INVESTIGADORES
MONGE Maria Eugenia
congresos y reuniones científicas
Título:
Ambient Ionization with Plasmas and Charged Droplets
Autor/es:
FACUNDO M. FERNANDEZ; JOEL KEELOR; CHRISTINA M. JONES; JOSÉ J. PÉREZ; RACHEL V. BENNET; MATTHEW BERNIER; MARTIN R. L. PAINE; MARÍA EUGENIA MONGE; DAVID A. GAUL; JAEYEON KIM; MARTIN M. MATZUK; LONG Q. TRAN; ROMAN MEZENCEV; JOHN F. MCDONALD; NAEL A. MCCARTY; ARLENE A. STECENKO; WILLIAM T. WALLACE; DANIEL B. GAZDA; HENRIK I. CHRISTENSEN
Lugar:
Castellon de la Plana
Reunión:
Conferencia; XV Scientific Meeting of the Spanish Society of Chromatography and Related Techniques (SECyTA 2015)-VII National Meeting of the Spanish Society of Mass Spectrometry (SEEM 2015); 2015
Resumen:
The introduction of desorption electrospray ionization mass spectrometry (DESI MS) by Cooks and coworkers in 2004 brought, for the first time, widespread attention to the concept of open air surface analysis under ambient conditions [1]. Contemporary with the disclosure of DESI, work carried in parallel by other research teams explored a similar philosophy in chemical analysis.
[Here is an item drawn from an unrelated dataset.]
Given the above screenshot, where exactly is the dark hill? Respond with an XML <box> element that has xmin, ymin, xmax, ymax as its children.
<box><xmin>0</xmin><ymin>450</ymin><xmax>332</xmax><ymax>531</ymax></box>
Examples include the patent on the ion source named Direct Analysis in Real Time (DART) filed in December 2003 [2], Shiea?s work on open air laser based ion sources [3], and work by the Van Berkel group at Oak Ridge National Laboratory on surface sampling probes (SSPs) for direct sampling of thin layer chromatography plates first published in 2002 [4], DESI, DART, and other ambient MS techniques enabled an exciting new perspective on ways to perform both qualitative and quantitative chemical investigations on samples not typically amenable to direct MS analysis [5].As skeptical scientists, we should still ask ourselves what is truly new with respect to ambient MS approaches. Will the excitement about ambient MS withstand the challenge of time? Will we see ambient MS approaches being routinely used in laboratories worldwide 20 years from now? To help answer these questions, in this presentation, I will review the various ambient ionization approaches based on the desorption and ionization principles involved, and highlight their unique advantages and potential weaknesses. Additionally, I will present what I believe to be unique capabilities of ambient ionization being currently exploited, including multimodal biological tissue imaging, rapid metabolome fingerprinting, rapid detection of counterfeit drugs, and three-dimensional robotic surface sampling.